TRX-UBERANT


For those looking to kick off a new routine, or those wanting to re-condition, take a total body blast on the trusty TRX; utilising suspension training for ultimate core development and balanced muscular recruitment.

Followed by the stretch routine to cool down, or if you have time, check out the Yoga routine for unbeatable active flexibility.

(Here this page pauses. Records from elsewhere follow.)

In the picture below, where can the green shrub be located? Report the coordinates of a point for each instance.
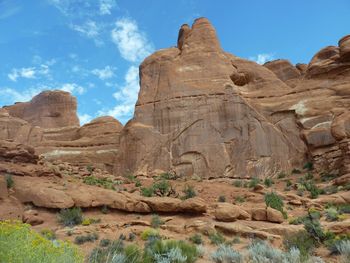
(196, 239)
(238, 183)
(268, 182)
(101, 182)
(281, 175)
(222, 199)
(314, 229)
(9, 181)
(331, 214)
(302, 241)
(216, 238)
(225, 254)
(147, 191)
(104, 209)
(105, 242)
(48, 234)
(239, 199)
(18, 243)
(149, 233)
(296, 171)
(156, 221)
(189, 192)
(274, 201)
(254, 182)
(70, 216)
(176, 251)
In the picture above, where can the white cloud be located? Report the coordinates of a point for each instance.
(126, 97)
(105, 73)
(72, 88)
(262, 58)
(89, 29)
(84, 118)
(28, 73)
(132, 44)
(106, 6)
(10, 95)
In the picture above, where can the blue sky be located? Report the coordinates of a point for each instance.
(92, 48)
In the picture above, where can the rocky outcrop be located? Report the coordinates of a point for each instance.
(190, 107)
(49, 109)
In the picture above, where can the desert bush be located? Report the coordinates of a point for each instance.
(48, 234)
(70, 216)
(156, 221)
(176, 251)
(281, 175)
(105, 242)
(9, 181)
(238, 183)
(302, 241)
(268, 182)
(196, 239)
(101, 182)
(216, 238)
(189, 192)
(253, 182)
(222, 199)
(18, 243)
(226, 254)
(262, 252)
(149, 233)
(296, 171)
(274, 201)
(331, 214)
(344, 250)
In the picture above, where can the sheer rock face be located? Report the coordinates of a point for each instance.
(191, 117)
(49, 109)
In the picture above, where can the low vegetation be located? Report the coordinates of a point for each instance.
(18, 243)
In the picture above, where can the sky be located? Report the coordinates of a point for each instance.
(92, 48)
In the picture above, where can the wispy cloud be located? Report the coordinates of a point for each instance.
(84, 118)
(262, 58)
(106, 6)
(8, 8)
(126, 96)
(31, 72)
(105, 73)
(132, 44)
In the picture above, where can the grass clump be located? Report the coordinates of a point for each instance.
(70, 216)
(18, 243)
(156, 221)
(274, 201)
(9, 181)
(189, 192)
(226, 254)
(106, 183)
(149, 233)
(268, 182)
(216, 238)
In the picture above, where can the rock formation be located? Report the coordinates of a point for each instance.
(207, 113)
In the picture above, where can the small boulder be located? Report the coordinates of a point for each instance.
(228, 212)
(273, 215)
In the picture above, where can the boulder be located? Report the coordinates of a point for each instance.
(227, 212)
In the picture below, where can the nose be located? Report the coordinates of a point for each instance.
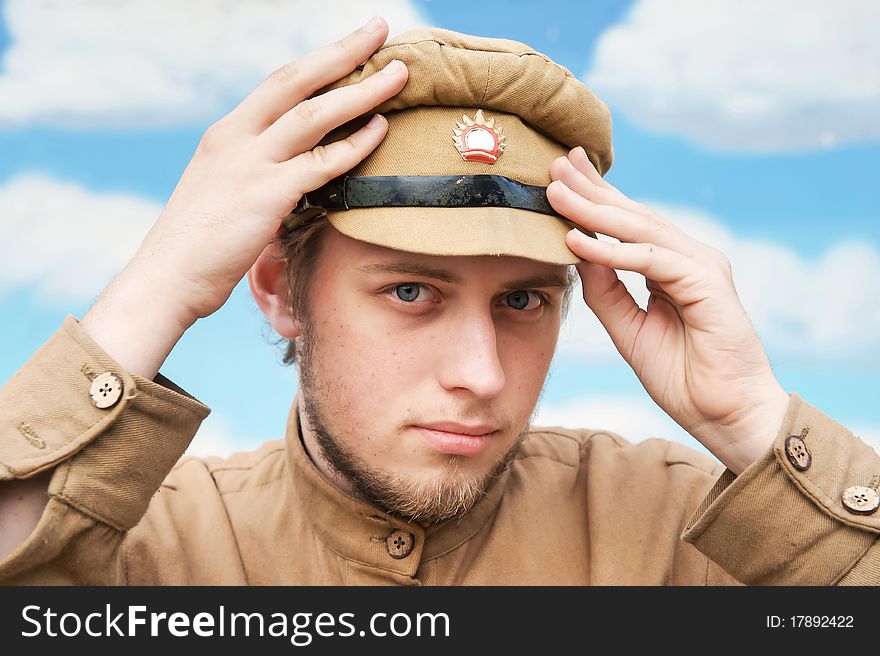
(470, 357)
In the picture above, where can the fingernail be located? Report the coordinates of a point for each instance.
(392, 68)
(374, 25)
(376, 122)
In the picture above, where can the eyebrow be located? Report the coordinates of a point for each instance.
(425, 271)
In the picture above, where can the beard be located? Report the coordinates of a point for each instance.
(449, 495)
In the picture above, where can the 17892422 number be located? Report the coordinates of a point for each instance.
(810, 622)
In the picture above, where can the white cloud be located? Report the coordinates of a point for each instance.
(768, 75)
(633, 417)
(216, 438)
(818, 309)
(867, 433)
(64, 240)
(123, 62)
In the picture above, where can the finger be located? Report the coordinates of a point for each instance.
(318, 166)
(652, 261)
(578, 158)
(613, 305)
(577, 180)
(306, 124)
(296, 81)
(622, 224)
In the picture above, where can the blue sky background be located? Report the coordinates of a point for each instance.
(729, 127)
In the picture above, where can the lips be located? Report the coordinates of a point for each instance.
(456, 439)
(475, 430)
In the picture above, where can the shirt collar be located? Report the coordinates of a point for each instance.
(358, 530)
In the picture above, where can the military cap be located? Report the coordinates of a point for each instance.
(464, 167)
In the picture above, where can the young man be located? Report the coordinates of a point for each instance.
(423, 311)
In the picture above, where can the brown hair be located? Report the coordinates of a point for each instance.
(300, 249)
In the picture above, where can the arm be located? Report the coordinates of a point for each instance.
(249, 170)
(771, 518)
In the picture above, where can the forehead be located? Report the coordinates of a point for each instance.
(365, 259)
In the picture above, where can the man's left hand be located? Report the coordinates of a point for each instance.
(694, 348)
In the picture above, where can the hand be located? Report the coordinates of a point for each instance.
(250, 169)
(253, 165)
(694, 349)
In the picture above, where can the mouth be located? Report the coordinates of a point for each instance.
(457, 439)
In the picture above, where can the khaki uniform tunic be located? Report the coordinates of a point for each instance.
(576, 507)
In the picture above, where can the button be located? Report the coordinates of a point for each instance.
(798, 453)
(400, 544)
(861, 500)
(106, 390)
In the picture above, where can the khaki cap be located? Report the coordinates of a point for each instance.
(460, 90)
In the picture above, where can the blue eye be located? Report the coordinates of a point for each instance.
(522, 300)
(407, 292)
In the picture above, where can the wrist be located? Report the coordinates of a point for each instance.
(742, 442)
(136, 323)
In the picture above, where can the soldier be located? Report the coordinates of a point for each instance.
(420, 260)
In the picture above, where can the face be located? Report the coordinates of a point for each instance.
(419, 374)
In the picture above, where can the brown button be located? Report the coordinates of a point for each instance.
(106, 390)
(861, 500)
(400, 544)
(798, 453)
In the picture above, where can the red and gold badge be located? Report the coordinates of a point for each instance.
(478, 139)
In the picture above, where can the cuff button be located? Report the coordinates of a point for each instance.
(797, 452)
(106, 390)
(861, 500)
(400, 544)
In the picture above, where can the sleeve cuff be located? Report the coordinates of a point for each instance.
(48, 418)
(778, 524)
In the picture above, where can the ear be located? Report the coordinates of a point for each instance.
(270, 290)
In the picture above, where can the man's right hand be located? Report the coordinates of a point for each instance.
(250, 169)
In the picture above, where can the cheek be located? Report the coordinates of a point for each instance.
(368, 366)
(526, 358)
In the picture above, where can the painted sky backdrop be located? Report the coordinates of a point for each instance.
(754, 125)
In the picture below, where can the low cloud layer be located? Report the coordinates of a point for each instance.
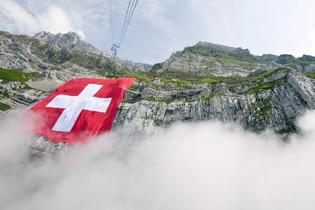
(188, 166)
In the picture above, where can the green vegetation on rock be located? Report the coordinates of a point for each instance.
(10, 75)
(310, 75)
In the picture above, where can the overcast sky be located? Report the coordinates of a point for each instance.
(160, 27)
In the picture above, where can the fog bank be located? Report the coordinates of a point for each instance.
(188, 166)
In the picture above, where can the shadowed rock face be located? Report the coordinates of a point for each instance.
(202, 82)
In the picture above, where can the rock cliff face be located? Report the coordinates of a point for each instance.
(202, 82)
(280, 98)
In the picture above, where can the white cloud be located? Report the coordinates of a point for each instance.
(193, 166)
(53, 19)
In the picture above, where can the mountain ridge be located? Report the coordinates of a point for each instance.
(272, 96)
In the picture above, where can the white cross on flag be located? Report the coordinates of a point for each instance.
(81, 108)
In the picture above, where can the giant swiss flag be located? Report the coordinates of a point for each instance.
(80, 108)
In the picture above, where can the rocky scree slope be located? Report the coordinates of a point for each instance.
(202, 82)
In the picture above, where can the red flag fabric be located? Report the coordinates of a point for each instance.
(80, 108)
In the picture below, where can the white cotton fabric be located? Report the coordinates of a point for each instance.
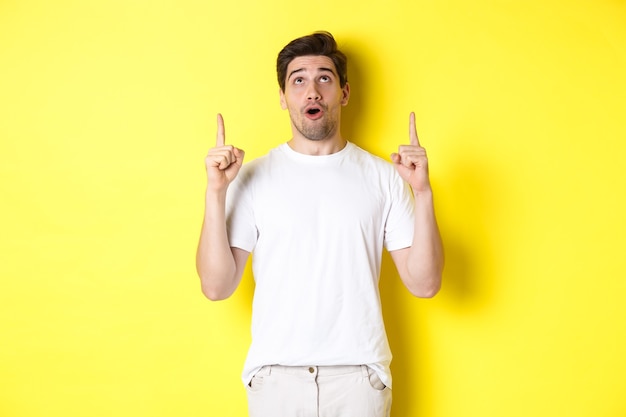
(317, 226)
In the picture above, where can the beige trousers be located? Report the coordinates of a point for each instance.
(318, 391)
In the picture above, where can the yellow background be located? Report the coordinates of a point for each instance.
(107, 109)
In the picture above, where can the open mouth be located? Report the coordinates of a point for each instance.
(313, 113)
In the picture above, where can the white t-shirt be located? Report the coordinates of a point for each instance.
(317, 226)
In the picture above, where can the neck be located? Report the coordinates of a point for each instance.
(317, 147)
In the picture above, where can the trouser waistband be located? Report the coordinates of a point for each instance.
(317, 370)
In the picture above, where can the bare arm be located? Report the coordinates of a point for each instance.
(421, 265)
(219, 266)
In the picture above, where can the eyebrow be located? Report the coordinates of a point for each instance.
(322, 69)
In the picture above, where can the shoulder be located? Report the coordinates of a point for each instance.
(369, 160)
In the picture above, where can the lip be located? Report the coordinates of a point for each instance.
(313, 116)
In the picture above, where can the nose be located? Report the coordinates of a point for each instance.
(313, 94)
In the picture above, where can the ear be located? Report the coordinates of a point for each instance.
(345, 94)
(283, 101)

  1. TRX Squat Row x 20 (video)
  2. TRX Reverse Lunge x 15/leg (Second Progression in this video)
  3. TRX Lateral Lunge x 15/leg (video)
  4. TRX single arm row into rotating chest press x 15/arm (video)
  5. Ab Cycles x 45 secs (video)
  6. TRX I-Fly with Hip Dip x 15 (video)

 

While one person is on the TRX, the other will either be holding the plank, or doing 10 second bursts of fast feet. These are important to keep your heart rates high and maintain your current metabolism.

Rest when needed!

Followed by:

  1. Hamstring Stretch x 30 sec/leg (video)
  2. Glute Stretch x 30 sec/leg (video)
  3. Inner Thigh Stretch x 30 sec/leg (video)
  4. TRX Chest Stretch x 40 secs (video)
  5. TRX Back Stretch Twist x 2 x 15 secs/side (video)

Three times a week with some stretching in the morning and evening each day would be perfect.